Королев: факты и мифы - Ярослав Голованов
Шрифт:
Интервал:
Закладка:
Мария Николаевна, сама еще так недавно вышедшая из отрочества, увлекалась героями Купера и Майн Рида и, как могла, воспитывала в сыне мужество и смелость. Она специально посылала его в дальние темные комнаты, в ночной сад за каким-нибудь пустяком, и он, робея и оглядываясь, шел, побеждая в себе страх.

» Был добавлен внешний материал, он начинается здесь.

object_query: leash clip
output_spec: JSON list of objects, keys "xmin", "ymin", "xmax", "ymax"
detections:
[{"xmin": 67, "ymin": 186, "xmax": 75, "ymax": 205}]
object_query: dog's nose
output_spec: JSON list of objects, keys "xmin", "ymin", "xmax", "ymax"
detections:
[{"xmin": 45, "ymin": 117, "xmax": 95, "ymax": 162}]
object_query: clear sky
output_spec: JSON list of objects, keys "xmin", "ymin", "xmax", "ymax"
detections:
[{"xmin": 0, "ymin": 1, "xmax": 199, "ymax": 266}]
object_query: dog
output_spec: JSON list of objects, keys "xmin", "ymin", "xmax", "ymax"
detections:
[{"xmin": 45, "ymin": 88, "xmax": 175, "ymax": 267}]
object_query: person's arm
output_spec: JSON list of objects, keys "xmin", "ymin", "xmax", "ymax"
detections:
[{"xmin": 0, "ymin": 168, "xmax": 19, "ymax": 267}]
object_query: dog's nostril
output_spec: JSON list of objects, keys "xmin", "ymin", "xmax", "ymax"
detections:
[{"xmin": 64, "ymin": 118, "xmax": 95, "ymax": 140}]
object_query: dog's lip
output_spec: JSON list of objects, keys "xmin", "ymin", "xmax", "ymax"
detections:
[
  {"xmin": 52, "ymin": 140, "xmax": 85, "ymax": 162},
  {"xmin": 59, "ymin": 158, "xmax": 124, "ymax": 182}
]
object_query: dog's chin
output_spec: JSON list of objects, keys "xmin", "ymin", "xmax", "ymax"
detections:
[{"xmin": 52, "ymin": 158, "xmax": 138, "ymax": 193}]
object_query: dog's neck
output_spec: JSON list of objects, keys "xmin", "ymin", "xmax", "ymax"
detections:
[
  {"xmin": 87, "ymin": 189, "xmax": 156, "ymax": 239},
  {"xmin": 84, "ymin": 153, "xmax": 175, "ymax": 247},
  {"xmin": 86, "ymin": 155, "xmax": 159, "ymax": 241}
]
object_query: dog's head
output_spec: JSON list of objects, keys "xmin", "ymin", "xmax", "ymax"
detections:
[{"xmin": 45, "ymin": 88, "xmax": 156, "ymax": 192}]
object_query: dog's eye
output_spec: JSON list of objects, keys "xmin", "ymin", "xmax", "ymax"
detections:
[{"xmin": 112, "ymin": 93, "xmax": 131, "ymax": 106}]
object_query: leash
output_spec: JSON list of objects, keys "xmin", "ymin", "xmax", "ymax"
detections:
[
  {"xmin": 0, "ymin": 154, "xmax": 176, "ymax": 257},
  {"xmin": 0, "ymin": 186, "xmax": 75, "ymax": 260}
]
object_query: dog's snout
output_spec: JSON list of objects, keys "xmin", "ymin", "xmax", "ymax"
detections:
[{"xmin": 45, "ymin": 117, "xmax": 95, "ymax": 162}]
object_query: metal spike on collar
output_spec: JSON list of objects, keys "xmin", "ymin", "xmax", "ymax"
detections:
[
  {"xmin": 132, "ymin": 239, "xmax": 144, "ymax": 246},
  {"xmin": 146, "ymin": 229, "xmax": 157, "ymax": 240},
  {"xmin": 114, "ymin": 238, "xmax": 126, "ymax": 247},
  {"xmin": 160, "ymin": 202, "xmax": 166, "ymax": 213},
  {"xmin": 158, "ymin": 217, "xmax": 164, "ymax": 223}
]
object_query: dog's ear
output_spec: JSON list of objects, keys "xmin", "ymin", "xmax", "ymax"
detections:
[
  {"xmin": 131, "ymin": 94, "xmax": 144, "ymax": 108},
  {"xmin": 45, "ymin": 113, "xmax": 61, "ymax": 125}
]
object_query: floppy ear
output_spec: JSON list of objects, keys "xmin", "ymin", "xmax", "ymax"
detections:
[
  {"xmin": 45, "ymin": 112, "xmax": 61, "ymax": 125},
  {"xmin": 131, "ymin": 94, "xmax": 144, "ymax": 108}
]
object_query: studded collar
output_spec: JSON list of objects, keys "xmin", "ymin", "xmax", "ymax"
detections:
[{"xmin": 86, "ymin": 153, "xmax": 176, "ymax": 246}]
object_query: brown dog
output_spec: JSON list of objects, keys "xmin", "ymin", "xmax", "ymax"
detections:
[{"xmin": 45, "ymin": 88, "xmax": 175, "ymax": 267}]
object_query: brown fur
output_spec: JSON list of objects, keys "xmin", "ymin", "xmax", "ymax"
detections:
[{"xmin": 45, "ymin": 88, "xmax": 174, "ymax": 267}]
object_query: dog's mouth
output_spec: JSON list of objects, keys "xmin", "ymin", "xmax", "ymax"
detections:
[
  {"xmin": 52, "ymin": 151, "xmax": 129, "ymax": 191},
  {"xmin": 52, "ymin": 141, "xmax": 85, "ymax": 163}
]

А еще Сережа любил дядю Василия. Дядя слыл добряком и действительно любил племянника. Он катал Сережу на велосипеде, играл с ним в крокет, показывал хитроумнейшую штуку – фотоаппарат и даже один раз разрешил нажать блестящую пуговку на конце тросика. В фотоаппарате сухо щелкнуло. Старший дядя – Юрий, тот, что привез кубики из Лодзи, – тоже был живой, веселый, но в крокет не играл.
Он быстро взрослел в этом большом доме с его заботами, тревогами. За столом иногда поминали не забытый еще Порт-Артур, и однажды Сережа вбежал в комнату с радостным воплем, размахивая игрушечной саблей:
– Бабушка! Победа! Я всем японцам срубил головы! Пошли скорей!
В саду на дорожке вокруг обезглавленной клумбы валялись красные бутоны пионов...
На смену кубикам пришли солдатики. Сережа быстро научился читать, никто и не заметил, как и когда он научился. В пять лет он уже писал печатными буквами и читал книжки. Самый ранний из сохранившихся автографов датирован 1912 годом. Подарил дядьке свою фотографию и вывел на обороте: «Дорогому Васюне от Сережи». Дата накарябана, словно в зеркальном отображении. Эту странную особенность детского письма изучали многие ученые-психологи, и только несколько лет спустя после смерти Сергея Павловича американец Фрэнк Веллютино доказал, что глубинные корни ее – в слабом развитии речи. Сережа, действительно, мало разговаривал в Нежине, не с кем ему было особенно поговорить. Но, несмотря на изоляцию от других детей и замкнутый образ жизни, он не был «букой», увальнем, медлительным тугодумом, напротив – отличался подвижностью, шустростью даже, только была в нем какая-то недетская уравновешенность, которая словно тормозила всякие бурные изъявления его натуры. Мария Николаевна попросила Лиду Гринфельд, учительницу, позаниматься с мальчиком, подготовить его в первый класс гимназии. Он учился охотно, особенно любил арифметику, хорошо решал устно короткие задачки, заучивал басни, стишки и любил пересказывать рассказики из «Задушевного слова». Когда Лидия Маврикиевна читала басни, слушал не шелохнувшись. Потом спрашивал: «Кто такой куманек?» Она объясняла. «А что значит вещуньина?» Теперь все ясно. Он успокаивался...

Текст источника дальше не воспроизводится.